My heart does a tiny palpitation and my bottom does a leak. Maybe that blonde straw hair of his isn’t just a facade after all?
I’m in love, he tells me before I’m done twirling on the spot.
Of course you are.
The way that she leaps for the ball. The way she drops it two metres away from you and so you put your arm out feigning not being able to reach it and she picks it up, shunts her nose forward and rolls it onto your toes. I don’t know. It’s love.
Now I know where I know you from, I say. You wrote a poem about her didn’t you? Gesù. You’re in deep. Ok, lesson six is about love but in order to talk about it I need you to put the lapdog to one side and listen to me properly. No notes.
Ok, he says.
Right, love is-
Welcome back, reader. I have good news. We talked for hours. All night in fact. We went through lessons six to sixteen and he didn’t type any of it up. Of course I’m not mad (though I am sorry for you, dear reader, that you did not get to hear it but also not sorry enough to repeat myself) because I told him not to and he listened. He took my advice.

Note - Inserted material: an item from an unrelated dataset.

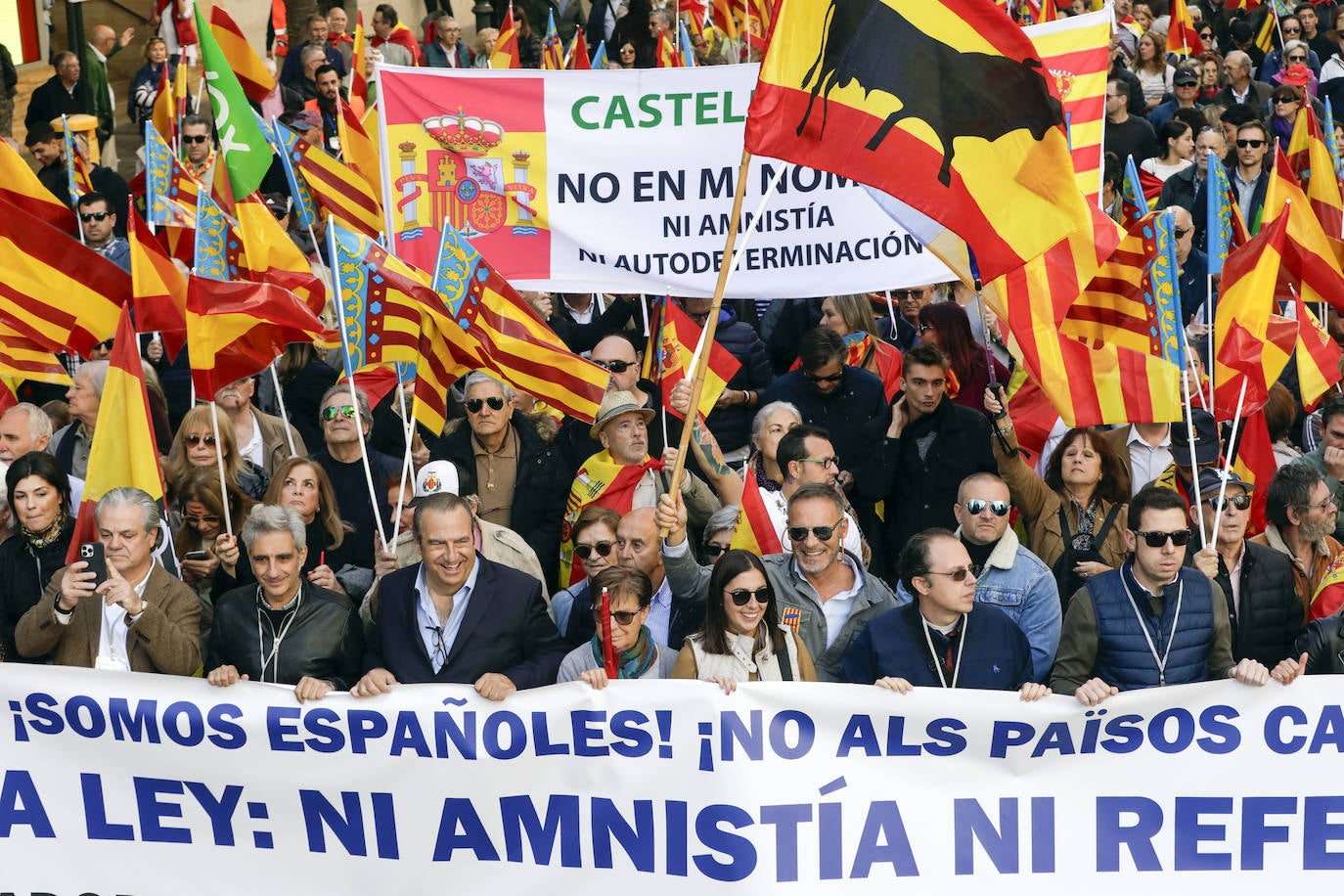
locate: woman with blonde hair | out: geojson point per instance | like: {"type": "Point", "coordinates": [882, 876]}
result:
{"type": "Point", "coordinates": [197, 443]}
{"type": "Point", "coordinates": [852, 319]}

Later, some other people came and joined the conversation. I watched and barked occasionally to keep up appearances. A little grate of my toe nail on his shin here and there. Just at the moments he looked like he might be lagging. They spoke about non-fiction as a form (well, you’ve got to start somewhere) about loss, and longing and we listened to a story about a Fox and he said, That’s a smart idea, I should do that.
I was so proud I could have peed.
So I did.
Five weeks later and I’m watching him meditate from my bathroom window. He goes outside to play with Dog Four, but it’s different. He’s let her go. He’s free. Unattached. Then I realise, I can’t remember the last time his knife left the table. Accidenti! Fresh has nearly gone a whole paragraph without any adverbs. You know what, if his Italian improves, I might tell Mumma to let him back.